Halftime Pup Talk

All right, boys, I know things aren’t looking good out there:  We’re down 189 to 3, half our defensive line is in a coma, and our quarterback is curled up in a fetal position in the locker room crying for his mommy.

But don’t give up.  When the team is up against it, and the breaks are beating the boys, I’m asking you to go in there with all you’ve got, and win just one for the Yipper.

Star sender-inner Moriah L. scores another touchdown!

From the Diary of Inmate #23981

Tuesday:  Almost had him.  Caught a fleeting glimpse of his tail, but the slippery devil vanished again before I could grab it.  But I’m close now — I can sense when he’s near.  And I will wait for him, watch for him, as long as it takes — until I can confront my keepers with the truth:  There is someone else in this cell with me.

I see why you named him Special Ed, Dolly W.

And Now, Munchkin the Magnificent

“For my next mystifying illusion, I shall require this ordinary length of rope, and a volunteer from the audience.  If this volunteer were to have, say, some bacon, or a handful of kibble, I shall astound you further by making it disappear.”

Magically cute, Amy L.

The Adventures of Ratman!

Cease your criminal activities, evildoer!  Or I shall be forced to subdue you with the awe-inspiring power of my Super Wrist Rat Launcher!

Thanks to super sender-inning sidekick Paige L.!

Heads You Win, Tails You… Uh, Also Win

The holidays are almost upon us, when people express their love by exchanging gadgets of dubious utility.  And in that spirit, we’re proud to introduce the latest item in the C.O. product stable: The Cute Overload Executive Decision Maker!

Here’s how it works:  When you feel the need to make a crucial decision, simply 1) Take any coin;  2) Flip the coin and note which side–heads or tails–is face up;  3) Stare at the corresponding photo until the urge to make a decision goes away.

Our readers are gonna flip over this pup, Chelsea L.

Still Life With Cute

Sharpen your pencils, class.  Today, you are going to continue last week’s still life exercises, with a special emphasis on contrast.   Study this arrangement, and then capture as best you can the feeling of total stillness, of complete and utter inertia — and then contrast that with the fruit.
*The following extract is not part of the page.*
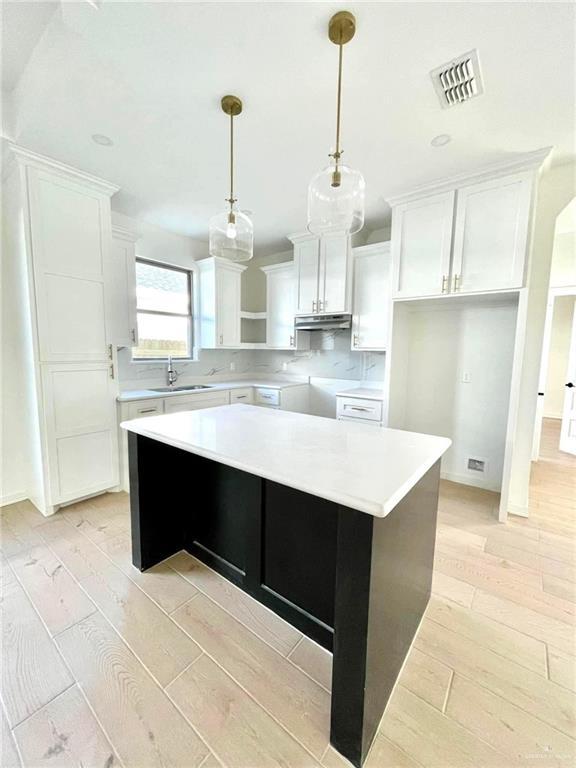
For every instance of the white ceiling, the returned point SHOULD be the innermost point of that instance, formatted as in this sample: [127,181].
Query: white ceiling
[150,76]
Your cat Daniel looks familiar, Tal S.  Has he posed for any motel art?

Ladies & Gentlemen, the Clever Hamsters

It was another tear-stained night in the French Quarter, heartbreak hanging over every street like a grieving fog.  There was already a row of shot glasses on the bar in front of me, drained like fallen soldiers, but I still had sorrows to drown.

It was Amateur Night, when every cab driver with the ten-spot to get his horn out of hock took his turn in the shadows of Parker and Gillespie.  A beady-eyed quartet shuffled on stage; with luck, they’d only butcher a few numbers before slinking away in shame.  I ordered another shot and braced myself for the worst.

But then they started to play…

Like coolsville, Amy F.

Friday Haiku: Puppy Uppers!

Prosh pal punchy, pooped?
Popping power pill provides
Plenty pep for pup

The secret compartment of my ring I fill / With an Underdog super energy pill!

Quite a pick-me-up, Danée A.

Hedgehog: It’s What’s for Dinner

Oh sure, every time we show you a baby bunny, or a cute kitteh, you people are all like “Squeee!  Ah wawna pop heem in mah mouf!”  Well, bon appétit, kiddies!  (On the plus side, you won’t need a toothpick after dinner.)

What wine goes with hedgehog, Brittany H.?

Built Rhino Tough!

Welcome to the RPG (Rhino Proving Grounds) here at Busch Gardens.  Each morning, new recruits report to their MOM (Maneuverable Obstacle Mentor) for a run on the training track, evading GNU (Ground Nuisance Units) before settling down for a well-earned NAP (Nighttime Asleep Procedure).  Sure it’s tough, but it’s how we make sure your next Rhino is rugged, maneuverable, and built to last.

In Tampa, your local Rhino dealer is Nick G.